ポテトエッセイ第36話

ベークド・ポテト【ジャガイモ博物館】

 ジャガイモの持っている栄養的価値、特に豊富なビタミン類をそのまま活かすには、ベークト・ポテトが一番でしょう。品種としては風味がよく、水っぽくないものがいい。
 皮つきのままオープンで焼いたベークド・ポテトがお奨め品ですが、皮をつけたままゆでて熱いうちに皮をむいてスライスし、酢と油で和えたもの(フレンチ・サラダ)とか、ゆでただけのものは、山と積まれても、食べ過ぎる心配は少ないでしょう。食べなくなったとき自然に栄養がとれているのです。

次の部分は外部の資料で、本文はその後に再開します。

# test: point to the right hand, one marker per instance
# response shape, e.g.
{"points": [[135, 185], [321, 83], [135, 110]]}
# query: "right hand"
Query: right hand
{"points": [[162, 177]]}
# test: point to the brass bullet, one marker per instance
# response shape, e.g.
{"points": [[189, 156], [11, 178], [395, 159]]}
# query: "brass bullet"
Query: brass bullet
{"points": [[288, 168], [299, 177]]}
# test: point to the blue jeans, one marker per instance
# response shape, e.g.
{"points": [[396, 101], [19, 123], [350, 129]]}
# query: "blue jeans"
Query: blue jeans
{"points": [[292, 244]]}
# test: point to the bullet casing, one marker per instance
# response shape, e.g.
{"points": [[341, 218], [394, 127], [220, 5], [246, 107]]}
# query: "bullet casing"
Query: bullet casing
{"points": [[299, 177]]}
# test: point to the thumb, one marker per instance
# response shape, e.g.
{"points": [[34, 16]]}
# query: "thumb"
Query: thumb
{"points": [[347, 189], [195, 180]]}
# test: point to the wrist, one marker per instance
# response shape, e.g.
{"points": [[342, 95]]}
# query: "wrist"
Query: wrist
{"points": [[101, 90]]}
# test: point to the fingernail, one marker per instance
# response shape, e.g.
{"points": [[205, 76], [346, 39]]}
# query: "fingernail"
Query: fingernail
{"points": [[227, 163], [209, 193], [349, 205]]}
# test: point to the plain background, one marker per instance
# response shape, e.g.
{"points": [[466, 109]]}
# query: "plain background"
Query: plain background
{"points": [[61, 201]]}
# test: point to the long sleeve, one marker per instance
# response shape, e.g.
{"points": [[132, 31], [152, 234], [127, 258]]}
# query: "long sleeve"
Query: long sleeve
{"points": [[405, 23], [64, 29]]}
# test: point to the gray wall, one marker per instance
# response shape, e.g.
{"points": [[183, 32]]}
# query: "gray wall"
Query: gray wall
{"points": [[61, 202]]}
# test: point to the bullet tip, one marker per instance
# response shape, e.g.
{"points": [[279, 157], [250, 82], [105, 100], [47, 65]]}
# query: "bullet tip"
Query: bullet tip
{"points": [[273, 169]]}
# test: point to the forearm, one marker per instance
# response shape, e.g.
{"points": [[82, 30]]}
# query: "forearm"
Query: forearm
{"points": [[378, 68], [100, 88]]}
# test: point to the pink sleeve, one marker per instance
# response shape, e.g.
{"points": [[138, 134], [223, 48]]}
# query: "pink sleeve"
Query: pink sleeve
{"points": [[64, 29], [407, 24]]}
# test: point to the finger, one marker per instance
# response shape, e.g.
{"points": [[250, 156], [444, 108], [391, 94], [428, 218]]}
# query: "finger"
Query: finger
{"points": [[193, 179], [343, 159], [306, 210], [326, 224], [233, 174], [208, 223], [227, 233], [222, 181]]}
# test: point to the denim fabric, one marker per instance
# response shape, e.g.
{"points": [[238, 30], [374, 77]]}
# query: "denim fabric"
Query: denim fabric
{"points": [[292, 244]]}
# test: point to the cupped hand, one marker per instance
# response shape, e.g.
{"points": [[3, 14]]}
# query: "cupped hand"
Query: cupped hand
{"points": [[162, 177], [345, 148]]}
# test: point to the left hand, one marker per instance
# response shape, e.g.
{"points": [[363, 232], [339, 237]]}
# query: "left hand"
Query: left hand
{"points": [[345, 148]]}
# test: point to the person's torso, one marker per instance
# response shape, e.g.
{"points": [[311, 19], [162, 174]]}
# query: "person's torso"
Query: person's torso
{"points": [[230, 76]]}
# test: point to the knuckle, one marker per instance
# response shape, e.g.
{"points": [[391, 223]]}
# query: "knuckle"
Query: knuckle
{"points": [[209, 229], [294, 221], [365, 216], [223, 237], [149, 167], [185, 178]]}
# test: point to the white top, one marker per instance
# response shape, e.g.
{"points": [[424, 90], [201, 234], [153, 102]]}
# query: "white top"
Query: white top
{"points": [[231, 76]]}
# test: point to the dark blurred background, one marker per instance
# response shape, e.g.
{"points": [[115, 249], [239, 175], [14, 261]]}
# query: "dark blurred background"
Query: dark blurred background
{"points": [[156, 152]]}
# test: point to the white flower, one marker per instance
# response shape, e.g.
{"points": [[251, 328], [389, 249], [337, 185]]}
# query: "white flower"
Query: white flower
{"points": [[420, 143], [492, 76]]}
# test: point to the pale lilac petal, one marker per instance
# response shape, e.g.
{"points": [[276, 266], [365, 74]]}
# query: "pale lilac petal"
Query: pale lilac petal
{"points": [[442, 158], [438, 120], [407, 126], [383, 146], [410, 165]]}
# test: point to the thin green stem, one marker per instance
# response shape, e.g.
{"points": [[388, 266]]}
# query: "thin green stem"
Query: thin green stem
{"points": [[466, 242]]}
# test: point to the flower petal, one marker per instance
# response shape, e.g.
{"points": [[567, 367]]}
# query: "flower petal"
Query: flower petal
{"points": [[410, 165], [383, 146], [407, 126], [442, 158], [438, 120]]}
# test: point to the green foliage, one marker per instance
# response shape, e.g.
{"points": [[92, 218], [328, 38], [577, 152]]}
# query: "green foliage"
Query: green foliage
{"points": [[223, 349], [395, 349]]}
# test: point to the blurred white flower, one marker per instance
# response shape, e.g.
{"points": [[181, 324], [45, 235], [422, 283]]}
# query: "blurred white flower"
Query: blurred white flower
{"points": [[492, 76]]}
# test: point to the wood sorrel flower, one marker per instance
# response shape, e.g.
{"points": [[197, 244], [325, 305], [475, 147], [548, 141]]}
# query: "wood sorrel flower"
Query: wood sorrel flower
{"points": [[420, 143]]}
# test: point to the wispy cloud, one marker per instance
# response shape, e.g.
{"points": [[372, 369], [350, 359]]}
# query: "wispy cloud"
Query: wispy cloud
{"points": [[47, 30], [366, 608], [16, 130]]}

 フレンチ・フライはアメリカでは日本の何倍も食べられているから、日本人よりメタボになり難い遺伝子を持ってる人であっても、摂取を抑える人がいる。映画にも食べ過ぎに対する忠告が出てくるほどです。たとえば、小説『逃げるアヒル』が原作の1986年アメリカ映画「コブラ」に出てきました。これはロサンゼルス市警のすご腕刑事コブラ(シルヴスター・スタローン)が、ナイト・スラッシャーが率いて連続無差別殺人を引き起こしている凶悪なテロ集団に闘いを挑む映画です。テレビ用日本語吹き替えに2種あり、私が見たのはカルビー等がスポンサーに並んでいたTBS版(火曜ロードショ−、主役の声は羽佐間道夫)でした。あるモデル女を安全な所に移すためにモンレモスという町のモーテルに立ち寄ります。そこで山盛りのフレンチフライに真っ赤なトマトケチャップをかけて食べるシーンがあって、コブラが、「フレンチフライがおぼれている。ほどほどにしておけよ、フレンチ・フライだ。体によくない」と、忠告します。もちろん、犯人に内通している同行婦警が車の無線を使わず、公衆電話から移送先・現在地を連絡していることも、しっかり目で確認しながら、...
 多くのスタローンファンはこの映画で彼が乗っていて、後日盗難にあってオークションにかけられた1950年型マーキュリーの改造車に関心をもっていますが、私としてはフレンチフライが好きなアメリカ人の出る映画で、これにふれた会話を伴うものを探していたが、ようやく出会うことができ、イモにこだわる私はひとりほくそ笑むことができた。
     この映画では、フレンチ・フライをチョコレートやアイスクリーム並みに扱っていますが、わが国では、心配するほど食べていません。これは、パートナーである肉の消費が少ないこともありますが、レストランではコックさんが原料イモの還元糖を考えることなく、平気で「メークイン」などを使って、まずそうな褐色に揚げることが多く、また、ビーフ・ステーキやポーク・ソティーの横にお義理で3片位付ける程度であり、残念なことです。
コブラは健康にかなりの関心があって、フレンチフライにトマトケチャップをかけるシーンの前にも、「砂糖をやめて、レーズン、魚、ライスを食べれよ」とか、「りんごは?(食べないかい)、体にいいぜ」などのセリフも出てきてました。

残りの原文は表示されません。